Document Automation - Data extraction using generative AI

Document Automation for Automation 360 Cloud and On-Premises provides generative AI (GenAI) capability to extract data seamlessly from unstructured and semi-structured documents without prior training. Create learning instance with GenAI capability to process documents in English, using a large language model (LLM).

Note: Generative AI models can produce errors and/or misrepresent the information they generate. It is advisable to verify the accuracy, reliability, and completeness of the content generated by the AI model.

Benefits

Enhance extraction accuracy in a learning instance by using the Search query for generative AI model feature when defining form and table fields. Document Automation offers a default customizable query based on your selected field. Transmitting your query to GenAI enhances and enables data extraction from different document types without prior training. Leverage this innovation to enhance your document processing capability.

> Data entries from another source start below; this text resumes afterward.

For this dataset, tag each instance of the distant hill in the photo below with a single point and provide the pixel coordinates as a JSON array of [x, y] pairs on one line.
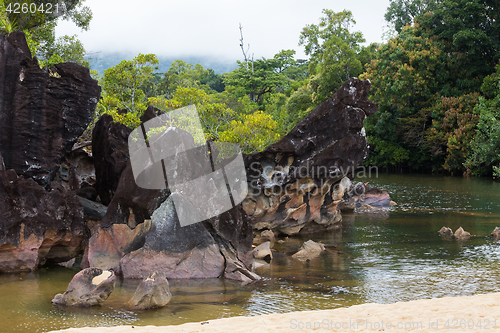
[[100, 61]]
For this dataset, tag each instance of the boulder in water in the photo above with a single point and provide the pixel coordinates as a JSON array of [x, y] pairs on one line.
[[152, 292], [460, 233], [89, 287]]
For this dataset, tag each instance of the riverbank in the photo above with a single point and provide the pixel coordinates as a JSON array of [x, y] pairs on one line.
[[480, 313]]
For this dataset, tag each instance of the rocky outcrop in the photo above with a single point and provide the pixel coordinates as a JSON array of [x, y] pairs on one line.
[[42, 113], [111, 154], [89, 287], [446, 232], [37, 225], [198, 250], [460, 233], [365, 199], [151, 293], [309, 250], [298, 183], [496, 233]]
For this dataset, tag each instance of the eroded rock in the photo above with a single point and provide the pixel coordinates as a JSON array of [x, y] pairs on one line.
[[198, 250], [42, 113], [152, 292], [263, 251], [496, 233], [89, 287], [460, 233], [298, 183], [37, 225]]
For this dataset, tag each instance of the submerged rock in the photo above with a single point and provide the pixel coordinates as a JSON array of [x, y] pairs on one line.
[[152, 292], [496, 233], [42, 114], [298, 183], [89, 287], [200, 250], [366, 199], [460, 233], [263, 251], [446, 232]]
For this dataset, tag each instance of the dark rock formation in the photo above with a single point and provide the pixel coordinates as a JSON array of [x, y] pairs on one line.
[[89, 287], [151, 293], [309, 250], [110, 152], [264, 236], [496, 233], [263, 251], [42, 113], [37, 225], [373, 197], [460, 233], [298, 182], [77, 173], [200, 250], [296, 185]]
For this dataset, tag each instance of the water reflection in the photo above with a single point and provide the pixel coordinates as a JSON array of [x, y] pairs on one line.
[[373, 258]]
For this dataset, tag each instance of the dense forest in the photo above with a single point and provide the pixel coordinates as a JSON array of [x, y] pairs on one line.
[[437, 80]]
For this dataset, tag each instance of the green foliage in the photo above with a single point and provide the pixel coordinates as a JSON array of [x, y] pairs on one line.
[[263, 77], [453, 128], [122, 84], [65, 49], [484, 157], [426, 81]]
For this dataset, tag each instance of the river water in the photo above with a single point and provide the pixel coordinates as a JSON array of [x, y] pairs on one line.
[[384, 258]]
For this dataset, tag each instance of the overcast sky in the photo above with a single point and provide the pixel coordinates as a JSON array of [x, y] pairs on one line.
[[210, 27]]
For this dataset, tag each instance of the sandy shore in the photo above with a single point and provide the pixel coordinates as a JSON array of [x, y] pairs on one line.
[[479, 313]]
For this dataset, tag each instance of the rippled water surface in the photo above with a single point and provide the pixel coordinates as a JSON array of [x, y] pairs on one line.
[[387, 257]]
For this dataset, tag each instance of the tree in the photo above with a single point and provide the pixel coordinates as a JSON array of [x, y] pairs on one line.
[[263, 78], [334, 52], [122, 83], [406, 79], [252, 132], [403, 12], [214, 116], [452, 130]]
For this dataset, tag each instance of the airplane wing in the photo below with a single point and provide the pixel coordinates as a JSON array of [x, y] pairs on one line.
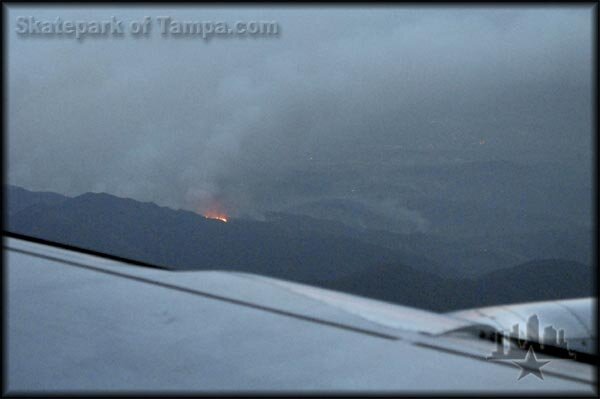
[[82, 323]]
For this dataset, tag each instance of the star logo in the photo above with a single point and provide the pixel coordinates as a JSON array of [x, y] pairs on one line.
[[530, 365]]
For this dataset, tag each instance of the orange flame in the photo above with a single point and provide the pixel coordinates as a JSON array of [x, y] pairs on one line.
[[217, 216]]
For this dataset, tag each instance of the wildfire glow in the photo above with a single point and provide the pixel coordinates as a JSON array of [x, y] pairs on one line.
[[217, 216]]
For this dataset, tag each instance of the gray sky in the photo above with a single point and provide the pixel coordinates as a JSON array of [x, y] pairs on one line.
[[183, 121]]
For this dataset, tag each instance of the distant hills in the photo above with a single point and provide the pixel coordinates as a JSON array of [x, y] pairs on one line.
[[377, 264]]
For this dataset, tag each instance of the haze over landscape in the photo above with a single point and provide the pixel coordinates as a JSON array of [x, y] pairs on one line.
[[399, 153]]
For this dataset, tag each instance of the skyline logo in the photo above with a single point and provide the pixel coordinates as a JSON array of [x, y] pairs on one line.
[[526, 351]]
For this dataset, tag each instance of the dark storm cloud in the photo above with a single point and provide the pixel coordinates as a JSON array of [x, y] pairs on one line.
[[256, 123]]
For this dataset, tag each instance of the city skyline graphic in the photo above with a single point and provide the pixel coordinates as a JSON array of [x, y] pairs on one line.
[[525, 351]]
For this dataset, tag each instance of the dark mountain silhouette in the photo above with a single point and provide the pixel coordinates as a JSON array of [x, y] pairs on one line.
[[539, 280], [307, 250], [18, 198]]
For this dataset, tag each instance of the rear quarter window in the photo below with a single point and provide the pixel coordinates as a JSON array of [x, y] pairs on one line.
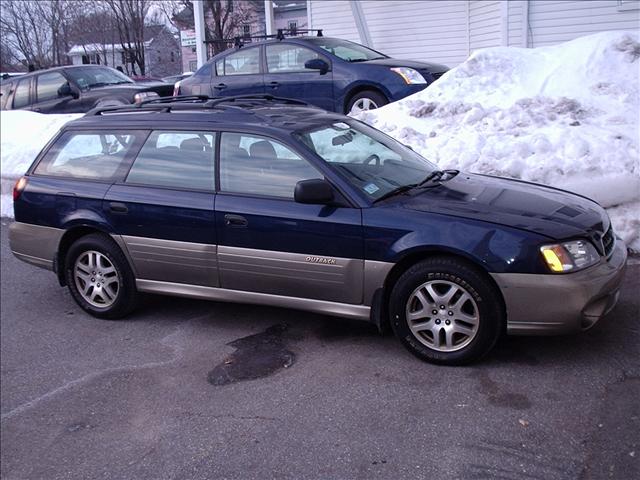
[[88, 155]]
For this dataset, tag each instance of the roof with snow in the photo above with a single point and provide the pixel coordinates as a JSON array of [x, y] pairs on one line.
[[108, 39]]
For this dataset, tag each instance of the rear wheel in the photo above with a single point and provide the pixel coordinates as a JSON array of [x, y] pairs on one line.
[[446, 311], [366, 100], [99, 277]]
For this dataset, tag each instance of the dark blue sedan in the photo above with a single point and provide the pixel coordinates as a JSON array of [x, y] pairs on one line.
[[334, 74]]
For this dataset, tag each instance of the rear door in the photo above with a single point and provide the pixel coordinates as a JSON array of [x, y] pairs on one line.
[[239, 73], [164, 208], [269, 243], [287, 76]]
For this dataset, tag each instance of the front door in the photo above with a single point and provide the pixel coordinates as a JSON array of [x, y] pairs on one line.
[[50, 97], [238, 73], [287, 76], [269, 243], [164, 209]]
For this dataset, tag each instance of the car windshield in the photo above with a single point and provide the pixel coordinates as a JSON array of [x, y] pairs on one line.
[[89, 77], [349, 51], [373, 162]]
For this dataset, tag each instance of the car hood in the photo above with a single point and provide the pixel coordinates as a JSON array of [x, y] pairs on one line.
[[554, 213], [395, 62], [161, 88]]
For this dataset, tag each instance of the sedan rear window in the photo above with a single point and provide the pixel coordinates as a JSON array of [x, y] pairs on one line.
[[87, 155]]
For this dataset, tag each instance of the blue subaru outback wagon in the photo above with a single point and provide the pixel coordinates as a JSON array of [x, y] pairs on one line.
[[270, 201]]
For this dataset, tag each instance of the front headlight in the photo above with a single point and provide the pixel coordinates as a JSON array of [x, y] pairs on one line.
[[142, 96], [568, 256], [409, 75]]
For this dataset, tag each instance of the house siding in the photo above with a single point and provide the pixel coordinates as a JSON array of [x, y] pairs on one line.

How generative AI improves extraction

When you create a learning instance for unstructured documents (such as: Contracts, Agreements, Reports, Letters, and Emails), the GenAI-driven data extraction capability is automatically selected. While defining the Form fields and Table fields for your learning instance, you can leverage the Search query for generative AI model option to customize your data extraction request.

For an address field, the GenAI query provides a default query such as: ‘What is the Property Address?’. You can customize this query for more focused extraction to say: ‘What is the full Property Address with city, state and zip code?'

Document Automation data extraction using generative AI

On processing a document, using this learning instance, the GenAI capability will extract the complete address, instead of just the street name and number. All you need to do is define the search query in the model just once, and then for every document processed using this model, the data gets extracted with no additional configuration.

When creating a learning instance for semi-structured documents such as Invoices, User-defined and Purchase orders or supply-chain documents such as: Waybill, Bill of Lading, Arrival Notice, and Packing Lists, you can leverage the GenAI-driven data extraction capability in addition to the native extraction capability based on user-provided updates in the Validator.

Important:
  • Privacy Notice: When the generative AI capability is selected, the query is sent to a third-party service. Currently, the data is sent to Microsoft Azure OpenAI service or Anthropic that is available on Amazon Bedrock or Google Vertex AI. If you do not want your data sent to a third-party service, we recommend not using the unstructured and semi-structured document types that uses the generative AI feature out-of-the-box. For regions support matrix, see Document Automation settings.
  • When a generative AI query does not match a result, the generative AI model returns a blank value or an empty response. In such a scenario, tweak your query to get the desired result.